И Володя, и Пыркин, и остальные разглядывали в ладонях что-то наконец пойманное. Смеялись и протягивали ей: «Смотрите!» Глуша раздражение, нехотя заглянула: зверушечка был чьим-то детенышем — слепой, но не крот, длиннохвостый, но не мышь: темная бархатная шкурка с дымком на брюшке, зубки хищные при длинноносенькой немощной мордочке.

— Хорек! — радостно сказал Пыркин. — Дитенок хорька! — И бросил в снег.

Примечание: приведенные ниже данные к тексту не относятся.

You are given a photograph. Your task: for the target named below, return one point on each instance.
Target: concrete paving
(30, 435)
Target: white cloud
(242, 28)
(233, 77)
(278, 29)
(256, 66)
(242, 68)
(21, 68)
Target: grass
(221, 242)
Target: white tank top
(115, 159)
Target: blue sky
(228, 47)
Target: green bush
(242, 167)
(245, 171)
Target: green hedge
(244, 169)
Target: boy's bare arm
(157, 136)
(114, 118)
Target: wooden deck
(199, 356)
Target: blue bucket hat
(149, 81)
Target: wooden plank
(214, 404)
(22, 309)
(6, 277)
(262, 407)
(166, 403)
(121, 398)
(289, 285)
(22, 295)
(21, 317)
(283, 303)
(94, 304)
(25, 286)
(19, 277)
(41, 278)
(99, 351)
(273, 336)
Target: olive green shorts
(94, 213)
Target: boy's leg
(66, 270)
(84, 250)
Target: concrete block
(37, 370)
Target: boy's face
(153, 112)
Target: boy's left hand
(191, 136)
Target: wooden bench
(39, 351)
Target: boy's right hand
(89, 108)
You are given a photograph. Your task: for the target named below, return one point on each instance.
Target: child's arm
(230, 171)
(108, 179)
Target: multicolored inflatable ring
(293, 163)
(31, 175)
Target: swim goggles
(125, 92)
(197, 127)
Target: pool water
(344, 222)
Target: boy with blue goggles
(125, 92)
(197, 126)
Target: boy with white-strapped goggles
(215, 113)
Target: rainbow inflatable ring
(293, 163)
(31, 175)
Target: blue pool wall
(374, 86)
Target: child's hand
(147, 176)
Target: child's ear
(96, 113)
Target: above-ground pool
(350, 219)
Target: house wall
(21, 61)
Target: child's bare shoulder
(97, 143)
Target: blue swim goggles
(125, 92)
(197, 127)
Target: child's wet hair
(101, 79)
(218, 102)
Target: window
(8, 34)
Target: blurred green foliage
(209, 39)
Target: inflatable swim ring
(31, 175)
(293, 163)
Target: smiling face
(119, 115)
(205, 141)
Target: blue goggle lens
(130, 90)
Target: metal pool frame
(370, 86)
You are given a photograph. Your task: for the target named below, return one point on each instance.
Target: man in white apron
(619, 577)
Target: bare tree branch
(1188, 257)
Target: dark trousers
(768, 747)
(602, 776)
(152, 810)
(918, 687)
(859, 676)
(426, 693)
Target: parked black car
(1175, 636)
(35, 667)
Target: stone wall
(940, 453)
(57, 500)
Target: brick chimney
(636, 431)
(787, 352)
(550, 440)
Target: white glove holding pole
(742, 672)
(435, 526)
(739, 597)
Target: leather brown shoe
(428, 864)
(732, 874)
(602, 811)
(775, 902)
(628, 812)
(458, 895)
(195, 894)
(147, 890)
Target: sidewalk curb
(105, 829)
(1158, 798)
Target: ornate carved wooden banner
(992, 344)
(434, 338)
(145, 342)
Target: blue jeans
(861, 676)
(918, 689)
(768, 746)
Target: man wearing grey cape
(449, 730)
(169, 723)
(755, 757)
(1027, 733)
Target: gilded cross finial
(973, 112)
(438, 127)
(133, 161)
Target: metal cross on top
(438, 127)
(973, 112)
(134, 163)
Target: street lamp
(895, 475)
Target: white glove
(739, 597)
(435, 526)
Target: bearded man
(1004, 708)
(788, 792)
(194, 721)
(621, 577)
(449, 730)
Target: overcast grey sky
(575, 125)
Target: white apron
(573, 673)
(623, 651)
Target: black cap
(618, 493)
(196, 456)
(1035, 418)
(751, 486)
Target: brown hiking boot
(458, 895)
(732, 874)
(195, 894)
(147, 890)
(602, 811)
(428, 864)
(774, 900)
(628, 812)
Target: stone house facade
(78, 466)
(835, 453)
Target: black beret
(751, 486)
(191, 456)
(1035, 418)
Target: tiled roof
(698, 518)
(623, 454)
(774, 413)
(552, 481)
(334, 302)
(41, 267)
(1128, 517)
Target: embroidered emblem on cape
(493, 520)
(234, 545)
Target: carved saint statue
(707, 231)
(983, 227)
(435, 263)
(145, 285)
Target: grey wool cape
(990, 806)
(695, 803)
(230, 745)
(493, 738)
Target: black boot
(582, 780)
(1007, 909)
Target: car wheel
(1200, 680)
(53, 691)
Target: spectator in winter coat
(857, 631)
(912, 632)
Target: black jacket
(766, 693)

Тот отважно забарахтался, а они все смотрели, как быстро зарывается, проходит в глубине и снова вырывается к их ногам. Они отскакивали, смеялись, наклонялись, брали в ладони, словно каждому хотелось подержать, снова бросали — он тут же зарывался и выныривал, а она глядела на них, больших мужчин, играющих на ослепительном солнечном снегу, и чувствовала, как отходит, тает ее раздражение. Свежий запах снега, резкий воздух, свет солнца входили в нее, ширили грудь, и радостно-покойное, уверенное даже чувство в чем-то своем, непобедимом, захватывало ее. «Улавливающий тупик»! — вспомнила она табло на дороге в Ялту. Маленький улавливающий тупичок!

Тогда за Чонгарским перевалом троллейбус увеличил скорость, припустился к Алуште. Машины обгоняли троллейбус, пугая на крутых поворотах, выносились навстречу сбоку — и вдруг она увидела на спуске, на вираже, это табло: «Улавливающий тупик» и за ним обрывок дороги, врезавшийся прямо в распадок. Так, подумала тогда, если нет возможности разминуться на повороте, а машину несет — пожалте, валяйте, рулите прямо, вас перехватят, поддержат, отдышитесь и уже с умом развернетесь. Вам подавали руку. «Улав-ли-ваю-щий тупик». Разумно. Она стала следить — их было много на разных высотах, но всякий раз перед виражом над пропастью. Слово сочилось надеждой. «Улавливающий, улавливающий…» — повторяла она про себя. Разве могла она жить без таких тупичков?

21

В ту самую минуту, когда после обеда увидала у Центральной фермы Филатова и Людмилу, стоявших тесненько, так, что Ольге Дмитриевне видны были светлый хвост Людмилиных волос из-под шапочки и обращенное к жене лицо Филатова, внимательное и незнакомо домашнее, — в ту самую минуту ее словно бы прошил металлический стержень: она выпрямилась и, отбросив на ходу капюшон куртки, независимо помахивая руками, прошла мимо. Естественно, это прочитывалось однозначно: ей безразличны мотивы его предполагаемого ухода, видно, не раз обговоренные с женой, ей безразлично, если он утаил кое-что от Людмилы — это их дело, пусть не думают — она не собиралась навязывать им какие-то свои игры. Хотя бросить сейчас совхоз? Несерьезно…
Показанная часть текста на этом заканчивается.